In “Phaedrus”, Socrates chances upon a young noble. Their philosophical back and forth culminates in this Socrates quote on love.
Love as madness is not a new notion in our modern culture. We attribute many ill-thought decisions and lapses of judgment to the temporary insanity of erotic infatuation.
Socrates, however, saw love as a form of a more religious, mystical madness. He equates it to enthusiasm and mania, in the religious sense. In the sense of inspiration, and of the role that love plays as a trigger towards a deeper view of the Sublime that entrenches the world.
It is no lie that love, whether in the form of Agape or Eros, propels us toward something better. Something higher. It even leads us to unconventional beliefs or behaviors that steer away from individualism or pettiness. It makes us nobler and more spiritually transcendental beings. And more often than not, we consider this as a form of “madness”.
Without a doubt, the best of Socrates’ quotes exist in one of Plato’s best-known dialogues, “The Symposium”.
4. “Love is of immortality”
Socrates may have uttered this most profound of quotes on love, but it was actually part of a narration by the philosopher Diotima. Socrates references the teachings of Diotima towards him when it is his turn in the “Symposium” to develop his philosophy on love.
Through their dialogue, the three concepts are born, that we may also consider as Socrates’ quotes about love. The first is “The love of generation and of birth in beauty”, the second is “Love as philosophy”, and the third is “The ladder of love”.
All three concepts lead to love as immortality. If all mortals desire to reach the sublime by a form of immortality, they seek to be born and reborn through one another in the body as well as in soul. This they achieve by ascending the ladder together, teaching and learning together on the nature of love.

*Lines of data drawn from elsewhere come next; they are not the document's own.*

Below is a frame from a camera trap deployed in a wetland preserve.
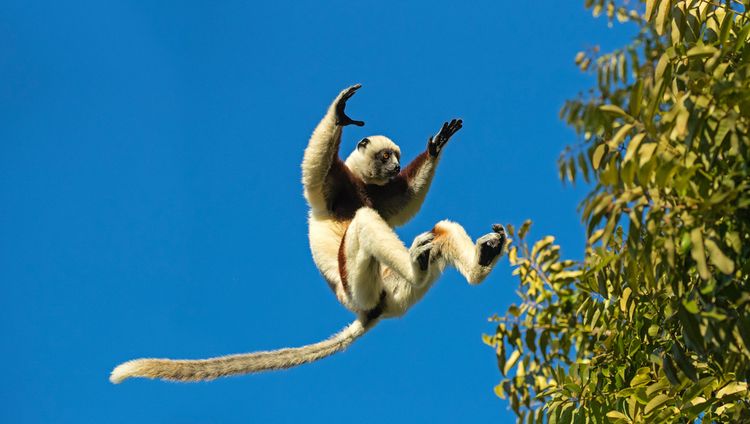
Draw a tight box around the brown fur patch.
[367,151,429,219]
[430,225,448,239]
[325,158,372,221]
[338,228,351,297]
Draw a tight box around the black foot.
[477,224,507,266]
[410,232,435,271]
[336,84,365,127]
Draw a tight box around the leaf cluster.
[484,0,750,423]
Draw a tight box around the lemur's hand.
[335,84,365,127]
[427,119,463,158]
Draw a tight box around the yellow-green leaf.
[705,239,734,275]
[690,228,711,280]
[643,394,670,415]
[607,411,631,422]
[503,350,521,374]
[591,144,607,169]
[623,133,646,162]
[687,46,717,57]
[620,287,633,312]
[654,0,672,35]
[716,381,747,399]
[599,105,630,118]
[607,124,633,149]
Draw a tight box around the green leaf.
[607,411,632,423]
[591,143,607,169]
[654,0,672,35]
[607,124,633,149]
[620,287,633,312]
[643,394,671,415]
[718,13,734,46]
[705,238,734,275]
[662,355,680,386]
[671,340,700,381]
[690,228,711,280]
[643,0,659,21]
[599,105,630,118]
[687,45,718,57]
[503,349,521,374]
[716,381,747,399]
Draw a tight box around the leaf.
[646,377,670,398]
[518,219,531,239]
[599,105,630,118]
[690,228,711,280]
[607,124,633,149]
[687,46,718,57]
[607,411,632,422]
[643,0,659,21]
[591,143,607,169]
[716,381,747,399]
[705,239,734,275]
[671,343,698,381]
[620,287,633,312]
[662,355,680,386]
[654,0,672,35]
[503,349,521,374]
[623,133,646,162]
[628,78,643,117]
[718,13,734,46]
[643,394,670,415]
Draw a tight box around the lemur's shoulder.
[325,158,372,220]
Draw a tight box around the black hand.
[336,84,365,127]
[427,119,463,158]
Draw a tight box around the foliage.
[484,0,750,423]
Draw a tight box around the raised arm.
[302,84,365,210]
[369,119,463,226]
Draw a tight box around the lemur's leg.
[339,208,429,311]
[432,220,507,284]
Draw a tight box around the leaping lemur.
[110,84,506,383]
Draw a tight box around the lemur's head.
[346,135,401,185]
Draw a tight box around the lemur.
[110,84,506,383]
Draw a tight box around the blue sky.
[0,0,627,424]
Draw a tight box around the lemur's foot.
[477,224,508,266]
[427,119,464,157]
[336,84,365,127]
[409,231,435,271]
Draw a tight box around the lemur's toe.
[492,224,505,236]
[477,230,506,266]
[412,231,435,248]
[417,245,432,271]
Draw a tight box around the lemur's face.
[347,136,401,185]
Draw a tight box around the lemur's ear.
[357,138,370,150]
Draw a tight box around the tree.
[484,0,750,423]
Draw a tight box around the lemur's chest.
[326,161,373,220]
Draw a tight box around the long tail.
[109,319,377,384]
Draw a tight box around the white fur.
[110,84,500,383]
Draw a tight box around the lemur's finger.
[341,84,362,100]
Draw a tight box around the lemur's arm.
[302,84,365,211]
[369,119,463,226]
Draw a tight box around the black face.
[372,149,401,180]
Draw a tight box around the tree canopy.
[484,0,750,423]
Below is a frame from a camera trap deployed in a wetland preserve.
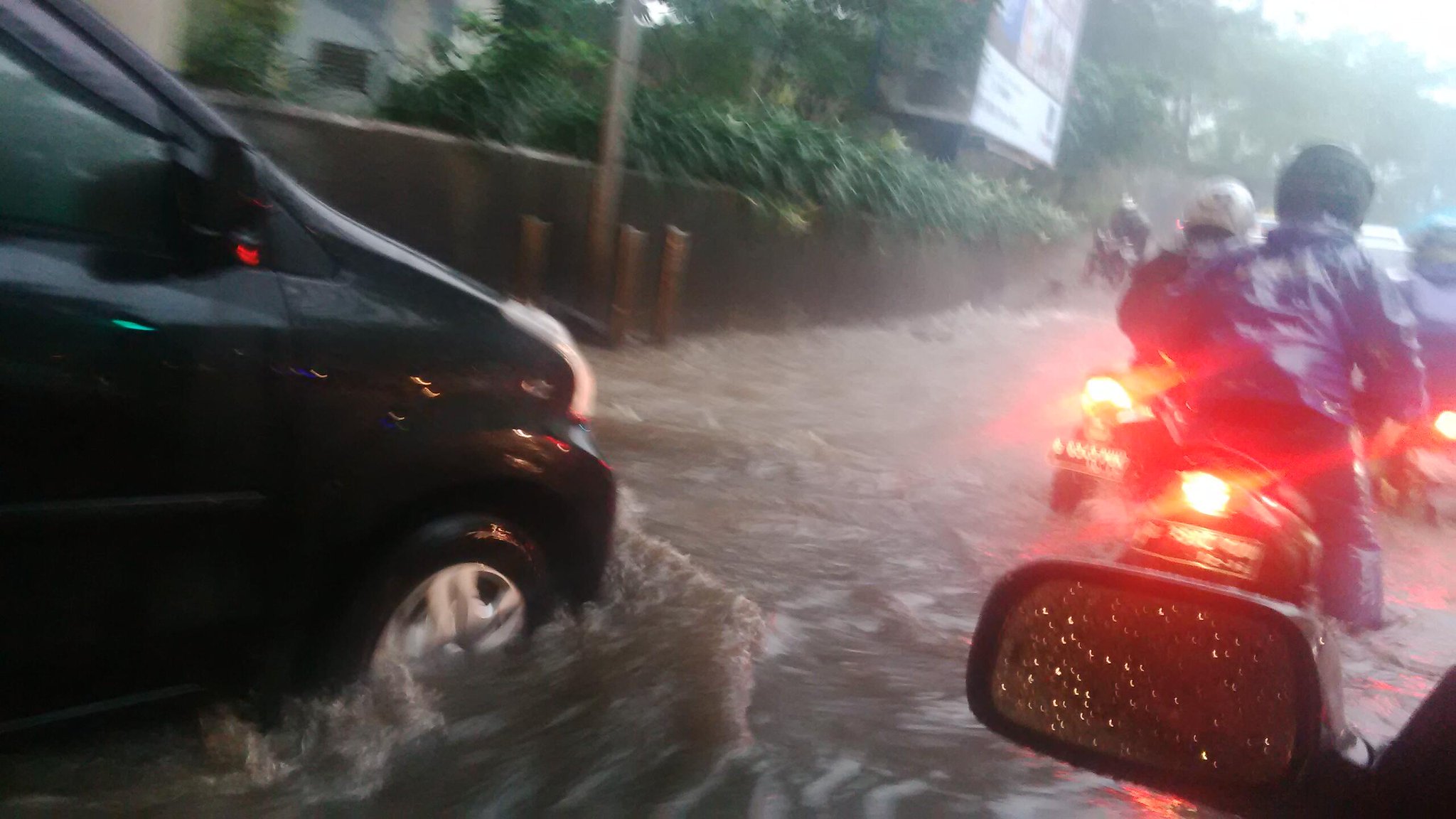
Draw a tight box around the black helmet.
[1274,144,1374,228]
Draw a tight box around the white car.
[1255,217,1411,282]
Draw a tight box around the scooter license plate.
[1050,439,1127,481]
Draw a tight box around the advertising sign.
[971,0,1086,165]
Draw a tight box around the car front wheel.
[339,515,556,676]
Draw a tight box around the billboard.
[971,0,1086,165]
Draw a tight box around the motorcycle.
[1047,366,1181,515]
[1371,410,1456,526]
[1050,368,1321,611]
[965,561,1456,816]
[1082,229,1137,289]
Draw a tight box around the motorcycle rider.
[1174,144,1425,628]
[1117,176,1258,366]
[1108,197,1153,261]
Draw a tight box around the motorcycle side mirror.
[965,561,1324,809]
[178,137,268,267]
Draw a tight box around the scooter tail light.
[1082,376,1133,414]
[1182,472,1233,518]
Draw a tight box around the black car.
[0,0,614,730]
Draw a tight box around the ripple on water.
[0,497,763,816]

The ladder leads them to the Platonic concept of Sublime Ideas. Ideas are mere conceptual forms with no material body. And to reach the dimension of Ideas through a philosophy of Love as dialectic is to become immortal.
Socrates, then, introduced Western philosophy to a key concept in other philosophies. By putting love as the epicenter of one’s personal philosophy and the ensuing system of values and principles, they can reach the immortality of the soul.
That doesn’t sound like a bad way to live gracefully. If anything, it seems perfect as a life philosophy that may nurture us and make us kind.